Addison: Glad to be here.
Cohen: So let’s get started with what you’ve been in the news for a little bit recently, which is that in November you introduced a package of resolutions and ordinances in Richmond that you called Streets for All. So maybe introduce our audience to what’s in that package and what led to the introduction of it.
Addison: Yeah, so I put together over the past probably two years a list of all the improvements we can make as a city to make our streets safe for all. And by safe for all I mean for pedestrians, cyclists, cars, buses, mass transit, trying to incorporate as many things as possible that helps us either design better, safer streets and also enforce and protect the laws that are there to make us safe. And also, I think, too is with more around the 28 items that were kind of outlined in my package, my omnibus bill of sorts, was really focused on trying to create the organizational change to support this outcome of Vision Zero, Complete Streets, and other aspects of really making our streets safer for everybody.
Included in this, our full-time Vision Zero coordinator position, we’re trying to work on some reassessments of our sustainability for our transit use goals, I think, especially using the connectivity of multimodal, whether it be bike trails, bike paths, bus stops, our new bus rapid transit line, etcetera, and working better in collaboration with our transit company. But also I think ultimately at the end of the day reclaiming our streets as a place for more pedestrian safety. I think reclaiming some of that visibility and improvements for yielding-first is a key priority of mine, and that changes behavior. I can do as much as I can, as I have it in my papers, around supporting policy and some positions that make our streets safer, but what it really comes down to is changing driver behavior and changing the cyclist behavior, etcetera.
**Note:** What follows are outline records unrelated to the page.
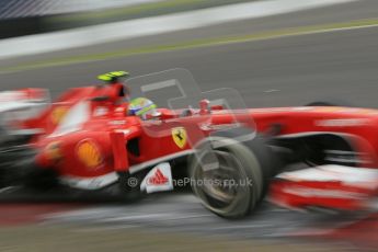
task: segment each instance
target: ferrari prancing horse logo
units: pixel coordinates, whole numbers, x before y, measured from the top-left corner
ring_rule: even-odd
[[[187,140],[186,129],[184,127],[172,128],[172,138],[174,144],[176,144],[180,149],[183,149]]]

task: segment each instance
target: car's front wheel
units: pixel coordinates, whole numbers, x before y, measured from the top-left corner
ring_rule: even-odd
[[[266,191],[264,172],[272,170],[259,137],[240,142],[211,137],[198,148],[190,167],[192,188],[203,205],[224,218],[241,218],[255,209]]]

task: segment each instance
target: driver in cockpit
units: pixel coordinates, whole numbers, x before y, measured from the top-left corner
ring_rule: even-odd
[[[139,116],[144,121],[158,118],[161,113],[157,111],[157,105],[152,101],[147,98],[136,98],[129,101],[129,89],[119,81],[121,78],[128,76],[129,73],[126,71],[114,71],[98,78],[107,82],[110,90],[106,92],[114,104],[128,103],[128,115]]]

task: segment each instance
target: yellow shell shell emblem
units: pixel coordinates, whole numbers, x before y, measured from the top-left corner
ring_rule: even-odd
[[[79,160],[90,169],[99,168],[103,158],[98,146],[91,140],[83,140],[77,148]]]
[[[54,124],[60,124],[62,118],[66,116],[68,112],[68,107],[66,106],[57,106],[51,112],[51,121]]]
[[[183,149],[187,141],[186,129],[184,127],[172,128],[172,138],[174,144],[176,144],[180,149]]]

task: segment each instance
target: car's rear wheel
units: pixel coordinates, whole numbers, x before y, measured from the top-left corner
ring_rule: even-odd
[[[242,142],[215,136],[198,147],[190,174],[193,192],[207,209],[236,219],[256,208],[268,184],[264,173],[273,169],[263,145],[261,137]]]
Cohen: Sure. Yeah. I want to dig into that a little bit. So you touched on this a little bit. I mean, I think there’s a lot of tactical changes that you suggested in these bills. It’s omnibus, and as you said it’s, I think, 30-some odd changes. So I think the tactical changes are important, but I think you touched on what I think is maybe the more challenging piece, which are the systemic and psychological changes as to how people think about transportation in the Richmond area.
So I’m curious how you’re really tackling those types of issues, because I would argue that it’s one thing to pass a bill—right—it’s one thing to kind of put the force of the city behind us. It’s another thing to really, like, kind of win the hearts and minds, if you will. So how are you going about that? That to me sounds like it’s the really tricky part.
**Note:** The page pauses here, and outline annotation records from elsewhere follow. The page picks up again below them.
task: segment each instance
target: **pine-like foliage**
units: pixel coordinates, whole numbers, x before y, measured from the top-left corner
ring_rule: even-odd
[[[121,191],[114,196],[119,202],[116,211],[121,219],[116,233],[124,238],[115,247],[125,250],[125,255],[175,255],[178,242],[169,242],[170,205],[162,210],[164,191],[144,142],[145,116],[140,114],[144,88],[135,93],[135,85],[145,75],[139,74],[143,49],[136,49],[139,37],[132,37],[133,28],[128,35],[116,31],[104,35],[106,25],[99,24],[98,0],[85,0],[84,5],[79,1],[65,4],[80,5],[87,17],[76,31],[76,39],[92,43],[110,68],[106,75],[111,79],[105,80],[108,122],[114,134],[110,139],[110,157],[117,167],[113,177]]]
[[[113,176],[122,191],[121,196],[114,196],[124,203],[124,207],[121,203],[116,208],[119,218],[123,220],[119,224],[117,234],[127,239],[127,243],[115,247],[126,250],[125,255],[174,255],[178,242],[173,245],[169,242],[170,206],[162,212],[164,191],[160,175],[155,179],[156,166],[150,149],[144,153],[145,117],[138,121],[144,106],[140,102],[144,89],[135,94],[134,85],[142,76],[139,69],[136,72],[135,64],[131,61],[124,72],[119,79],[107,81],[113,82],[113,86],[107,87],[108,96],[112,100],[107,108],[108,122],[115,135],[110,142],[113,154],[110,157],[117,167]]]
Addison: Yeah, that’s one of the biggest challenges, I think, in any good legislation, is that I can make the right changes or introduce the new laws to effectively change a thing as the outcome. However, it takes staff and the public to embrace and support that on the bigger picture, so I can only go so far. And so one of the things I really worked on especially over the past two years—so in November 2017 I joined Mayor Levar Stoney in signing a Vision Zero pledge and used that as a catalyst to kind of create a larger conversation around how to make our streets safer.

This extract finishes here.